A mon avis, il est possible, grâce à une surveillance d'allergo-vigilance post-marketing , de pouvoir veiller au risque. Restent à fixer les transmissions, les nécessités d'informations des allergologues et de dispositions pour les centres d'allergologies spécialisés de ces fameuses protéines transgéniques de façon à pouvoir éventuellement un jour ou l'autre dépister un risque de sensibilisation.

Je suis persuadée qu'avec ce système il doit être possible d'envisager tout de même à mon point de vue d'allergologue alimentaire, les OGM avec une relative confiance.

M. le Président - Merci beaucoup, Madame.

Comme dans le débat sur l'environnement ce matin, en-dehors de ce que vous venez de dire sur l'allergénicité et son risque et sur les autres dangers éventuels en matière de santé, nous avons des positions très opposées.

Là encore, le travail politique sera de prendre des décisions politiquement dures sur des certitudes scientifiques molles.

Lorsque je vous entends, c'est comme pour l'environnement, j'ai l'impression de voir - pas sur l'allergie, mais sur les autres sujets - ou tout blanc ou tout noir, il faut essayer de clarifier cela.

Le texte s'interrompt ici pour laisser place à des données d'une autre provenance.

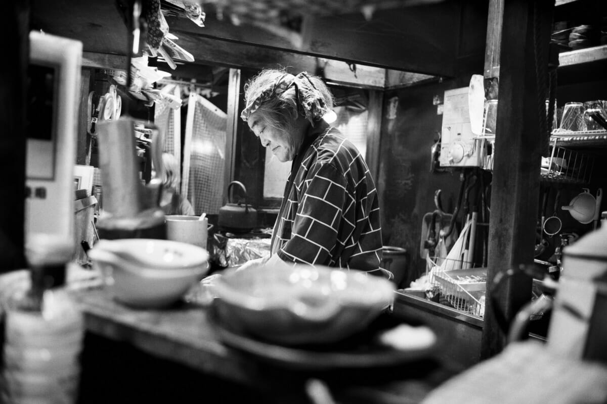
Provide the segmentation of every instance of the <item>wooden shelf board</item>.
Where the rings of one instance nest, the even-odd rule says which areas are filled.
[[[558,62],[561,67],[599,61],[607,61],[607,45],[561,52],[558,55]]]

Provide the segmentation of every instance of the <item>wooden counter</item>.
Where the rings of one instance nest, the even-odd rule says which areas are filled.
[[[155,375],[171,368],[169,373],[172,374],[174,379],[180,379],[169,382],[167,379],[165,382],[161,377],[160,382],[156,380],[156,385],[180,382],[203,385],[200,383],[205,383],[205,378],[211,377],[212,381],[205,383],[205,388],[222,383],[223,391],[248,389],[254,392],[251,394],[259,394],[256,398],[248,396],[248,402],[310,403],[304,392],[305,382],[311,378],[326,382],[340,402],[418,402],[432,388],[454,374],[453,371],[447,369],[433,358],[380,371],[318,373],[285,369],[224,345],[208,322],[206,308],[203,306],[184,303],[164,310],[135,310],[115,301],[107,290],[98,288],[74,291],[73,296],[85,313],[86,327],[89,334],[85,340],[83,355],[83,388],[86,390],[93,386],[93,389],[97,389],[95,394],[100,391],[95,387],[97,380],[112,371],[108,368],[124,366],[123,360],[108,360],[107,356],[116,349],[124,350],[125,346],[158,359],[149,362],[145,359],[144,363],[135,365],[134,369],[156,367],[157,372],[152,373]],[[105,341],[101,345],[98,341],[95,342],[95,339],[100,337]],[[91,340],[93,342],[91,343]],[[129,361],[137,362],[143,356],[134,357],[139,359]],[[107,363],[102,366],[100,364],[102,362]],[[91,369],[97,366],[104,369]],[[180,370],[175,373],[175,366]],[[182,372],[186,376],[175,376]],[[185,379],[194,381],[185,382]],[[113,383],[128,385],[130,388],[132,383],[142,382],[146,382],[123,377],[120,382]],[[154,384],[151,381],[148,383]],[[215,393],[215,396],[218,394]],[[89,393],[86,399],[80,401],[88,402],[91,394]],[[228,400],[225,402],[231,402]]]

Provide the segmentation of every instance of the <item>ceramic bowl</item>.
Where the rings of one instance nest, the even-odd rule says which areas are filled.
[[[391,303],[394,285],[365,273],[306,265],[228,270],[215,282],[219,321],[285,345],[339,341]]]
[[[172,240],[100,240],[95,248],[114,253],[141,268],[187,268],[198,267],[208,259],[203,248]]]
[[[582,49],[592,46],[592,42],[588,39],[575,39],[570,41],[569,46],[572,49]]]
[[[89,251],[93,264],[107,279],[116,300],[129,306],[159,308],[174,303],[208,270],[203,248],[168,240],[134,239],[112,240],[143,246],[134,256],[117,253],[100,242]],[[143,253],[148,254],[142,257]],[[155,258],[157,260],[154,261]],[[149,261],[148,265],[145,262]]]

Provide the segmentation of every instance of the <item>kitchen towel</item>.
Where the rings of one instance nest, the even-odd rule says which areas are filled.
[[[225,112],[204,97],[191,93],[183,147],[181,194],[196,214],[218,214],[223,196],[225,165]]]

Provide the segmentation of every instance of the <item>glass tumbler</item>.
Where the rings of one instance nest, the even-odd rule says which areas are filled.
[[[602,120],[600,120],[602,118]],[[597,121],[597,119],[600,121]],[[599,123],[607,121],[607,101],[597,100],[585,102],[584,121],[586,130],[607,130],[607,128]]]
[[[584,105],[582,102],[568,102],[563,109],[561,130],[577,132],[586,130]]]

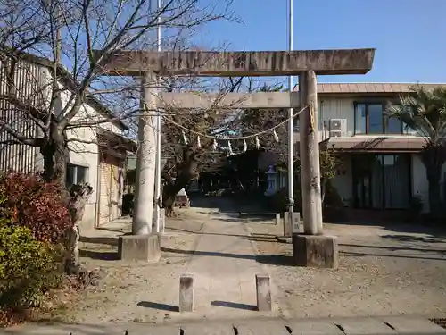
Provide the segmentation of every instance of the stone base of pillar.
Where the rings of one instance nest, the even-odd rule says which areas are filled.
[[[339,266],[336,237],[293,234],[293,263],[296,266],[336,269]]]
[[[300,231],[301,214],[293,212],[291,215],[289,212],[284,213],[284,237],[285,238],[291,238],[293,233]]]
[[[122,261],[159,262],[161,256],[160,234],[120,236],[118,256]]]

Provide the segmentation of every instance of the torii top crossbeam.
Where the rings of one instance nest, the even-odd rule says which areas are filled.
[[[94,51],[95,56],[102,51]],[[197,77],[272,77],[316,74],[365,74],[373,64],[375,49],[305,51],[125,51],[105,54],[100,63],[109,76],[159,75]]]

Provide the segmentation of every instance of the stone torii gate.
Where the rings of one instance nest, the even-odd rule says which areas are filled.
[[[95,52],[99,56],[101,51]],[[105,54],[100,65],[104,75],[142,76],[142,105],[155,110],[156,105],[173,105],[180,109],[215,106],[217,95],[162,93],[153,86],[158,76],[196,77],[272,77],[299,76],[299,92],[230,93],[219,97],[217,105],[228,108],[298,108],[307,106],[300,117],[300,155],[301,170],[304,234],[293,234],[293,249],[296,265],[337,266],[337,247],[334,237],[323,235],[320,191],[319,146],[318,136],[317,75],[365,74],[371,70],[375,49],[340,49],[309,51],[261,52],[153,52],[118,51]],[[150,86],[150,85],[149,85]],[[223,107],[224,108],[224,107]],[[144,119],[144,117],[142,118]],[[149,120],[146,118],[145,120]],[[140,123],[145,128],[146,122]],[[144,130],[139,130],[144,137]],[[141,147],[155,140],[154,132],[140,138]],[[144,143],[148,143],[145,145]],[[153,146],[153,147],[155,147]],[[153,151],[153,150],[152,150]],[[145,162],[138,155],[136,172],[136,204],[133,236],[127,237],[129,257],[147,259],[153,188],[145,187],[147,179],[154,178],[155,153],[147,152]],[[148,185],[153,185],[149,182]],[[152,188],[152,189],[151,189]],[[150,226],[150,228],[148,228]],[[145,239],[147,242],[141,243]],[[144,248],[141,249],[141,248]],[[124,257],[123,255],[121,255]],[[125,257],[128,258],[128,257]],[[150,256],[149,256],[150,258]]]

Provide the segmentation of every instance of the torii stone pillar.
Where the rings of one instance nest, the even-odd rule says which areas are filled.
[[[95,56],[101,54],[101,51],[95,52]],[[323,235],[322,229],[316,75],[365,74],[372,68],[374,55],[374,49],[223,53],[117,51],[106,54],[100,64],[103,74],[120,76],[141,76],[146,71],[166,77],[299,76],[300,99],[293,92],[233,93],[219,97],[217,105],[225,108],[221,105],[227,104],[228,109],[307,106],[300,127],[304,233],[293,236],[293,260],[296,265],[301,266],[337,267],[335,239]],[[212,95],[164,93],[161,96],[160,104],[171,104],[176,108],[203,108],[215,104],[211,101]],[[152,205],[153,202],[138,201],[138,206]]]

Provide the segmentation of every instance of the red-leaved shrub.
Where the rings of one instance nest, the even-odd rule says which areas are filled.
[[[32,173],[7,172],[0,176],[0,194],[6,195],[2,206],[14,214],[15,224],[29,228],[40,241],[63,240],[71,218],[59,185],[46,183]]]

Si Monsieur Séralini dit qu'il y a des risques de génotoxicité, un certain nombre de risques en matière de cancérisation - nous parlerons des antibiotiques tout à l'heure - et de toxicité, cela veut dire que les commissions chargées d'examiner cela, ne font pas leur travail.

Nous avions une commission et comme nous en avons discuté hier dans la partie réglementaire, je crois que tout le monde est convenu de dire qu'il fallait faire évoluer les choses. Avoir pour la Commission du Génie Biomoléculaire, un système d'experts techniques qui font le contrôle ce n'est pas bon.

Nous arrivons pratiquement tous à une unanimité de la décision, à côté de ce système de ceux qui feront l'expertise technique, il faudra un système de vigilance ou de veille et de contrôle du risque de personnes venant de la société civile, des associations, du milieu de la recherche. Il faut que ces personnes viennent de différents milieux et qu'elles puissent effectivement donner un autre avis que l'avis scientifique pur.

Ce matin, lors de la table ronde sur la consommation, nous avons parlé de la notion de seuil comme si les OGM avaient déjà envahi nos étalages. Michel Edouard-Leclerc ne nous disait que cela et il demandait qu'il n'y ait pas de seuil car s'il y en avait un il étiquetterait tout OGM, ainsi ce serait classique et classé.

Ce matin nous n'étions pas du tout dans le débat qui est celui de cet après-midi, nous avions l'impression que tout ceci était déjà classé. Or il y a des décisions à prendre en matière de santé, qu'il y ait seuil ou pas. Si un produit OGM présente un risque sérieux en matière de santé, il faut l'interdire.

Si j'entends Monsieur Séralini sur un certain nombre de points sur lesquels nous reviendrons, il faut interdire un certain nombre d'OGM. Si j'entends Monsieur Gay ou Monsieur Rico, au contraire, il faut aller plus vite ou développer la totalité des OGM car il n'y a pas de risques.

Il faut donc cerner cette question et puisque les OGM se sont développés dans un certain nombre de pays du monde, je vais vous poser une première question. Je rappelais hier les chiffres qui sont impressionnants :

- 26 millions d'hectares dans le monde,

- 16 millions d'hectares aux Etats-Unis en 1998,

- 10 millions d'hectares dans trois pays principaux (Canada, Argentine, Chine),

- cela se développe un peu en Australie et c'est en train de se développer dans d'autres pays.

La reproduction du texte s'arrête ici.